Des dystonies focales secondaires ne doivent pas être méconnues. On distinguera :
- Les dystonies aiguës médicamenteuses survenant après quelques heures ou quelques jours de traitement par neuroleptiques, se manifestant par un blépharospasme, une dystonie oromandibulaire ou une dystonie cervicale parfois associées ; les dystonies tardives après prise de neuroleptiques surviennent après plusieurs mois de traitement sous forme de mouvements oromandibulaires, associées parfois à un blépharospasme et une dystonie cervicale ; les dystonies induites par la L-Dopa observées dans le cours évolutif de la maladie de Parkinson.
- Les dystonies focales peuvent être consécutives à des lésions vasculaires. Elles se traduisent par une dystonie segmentaire ou une hémi-dystonie ou par une forme focale (blépharospasme, dysphonie, crampe de l’écrivain, torticolis).

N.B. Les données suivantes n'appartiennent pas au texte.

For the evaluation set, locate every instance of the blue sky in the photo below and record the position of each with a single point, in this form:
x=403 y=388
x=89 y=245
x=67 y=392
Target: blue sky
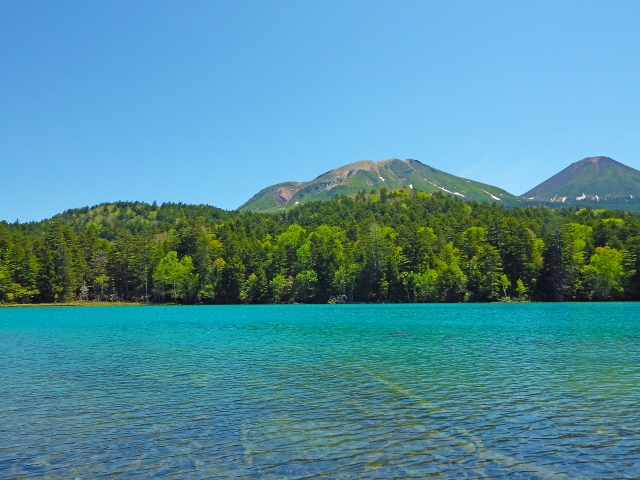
x=208 y=102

Dans le cadre des pathologies dégénératives, une dystonie focale peut se rencontrer comme une manifestation inaugurale d’une maladie de Parkinson sous une forme d’une crampe de l’écrivain ou d’une dystonie du pied (sujet jeune), d’un blépharospasme et d’un torticolis dans d’autres syndromes parkinsoniens plus rares.

Traitement
Le traitement des dystonies focales repose principalement sur les injections de toxine botulique. Ce traitement strictement symptomatique permet d’obtenir « un blocage » au niveau de la jonction neuromusculaire. Son action est exclusivement locale et peut être retardée après quelques jours ; le bénéfice reste transitoire et justifie de renouveler les injections après quelques mois. Les injections se font par voie sous-cutanée ou intramusculaire et justifient un repérage minutieux des sites musculaires qui seront injectés. Les effets secondaires sont possibles, liés à une diffusion de la toxine vers des muscles adjacents non dystoniques sous forme d’une vue dédoublée dans le cadre du blépharospasme et de troubles de déglutition dans le torticolis spasmodique. Dans les dystonies de fonction, la difficulté sera d’obtenir un repérage minutieux des muscles à l’origine de la dystonie et d’établir la distinction avec des contractions musculaires volontaires qui tentent de limiter la dystonie. Lors de l’écriture avec la main opposée, la position dystonique peut être observée sur la main controlatérale qui est au repos, ce phénomène de dystonie en miroir peut être recherché systématiquement pour préciser quels sont les muscles à l’origine de la dystonie, facilitant ainsi le repérage pour les injections de toxine botulique. L’effet des médications per os reste dans l’ensemble décevant et ne sont plus proposées en première intention. Une kinésithérapie peut être associée aux injections par toxine botulique pour les dystonies cervicales et certaines dystonies de fonction pour tenter de s’opposer aux positions vicieuses déclenchées par la dystonie.